WHAT A TRAGIC DECISION IN ROME

Well, hell, so they picked some other jerk to be pope in Rome. No matter there been several popes at one time before so...............The hell with them, I am setting up my own poppity here in the Neuvo Vaticano Minnesoto. So.. ALL HAIL AND AVE ME! HERE I AM IN LACY UNDIES WITH THE ROBES, THE CLOWN HAT AND PRISSY RED WITCH OF THE NORTHEAST SHOES AND HAVE THE FOLLOWING TO SAY TO ALL YOU, MY FLOCK: Ok, ok, folks all sit down now and cut the amens and ahems and them hosannahs too. I got plenty of those left over from the last poop so just stop it! Here beginneth the first lesson with fresh baloney, er, dogma from me, Bill The Oneth: Those ten crap commandments, they are out. Here are the 5 new rules: 1. No smoking in the papal state, Minnesota. 2. Send all your donations, tithes, bribes, alms and such to me direct, BILL THE ONTH, MY HOLINESS, at my new Vat 16 Bank.
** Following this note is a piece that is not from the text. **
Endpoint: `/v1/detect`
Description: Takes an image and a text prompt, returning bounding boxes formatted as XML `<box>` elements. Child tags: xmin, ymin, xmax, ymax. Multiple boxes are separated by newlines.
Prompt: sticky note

That is right the old mafia supported bank is sealed over with lava and unavailable for deposit. I will use your funds very carefully as I god damn wanna so just suck it up and deliver. And god DOES want me to be as filthy wealthy as possible. 3. I forget 3. 4 and 5. And likely there will be even more. They will occur to me soon so stand by for more deprivation as you are not donating enough. I take Visa and all your major card, cash, gold, silver even copper but NO STAMPS DAMN IT. Hey, you elected me din cha?

3 comments:

Anonymous said...

OH, I ever so much like our new local pope. Postage is cheaper. Tithes, donations. bribes about the same maybe a little more. So I say Sanctus, Sanctus, Sanctus!

A former cattle licker and now re-upping.

Anonymous said...

Yes, glorious to have our own foppery now.

Bill van Druten said...

Finally a decent looking poop. Ave Sanctum Williamus.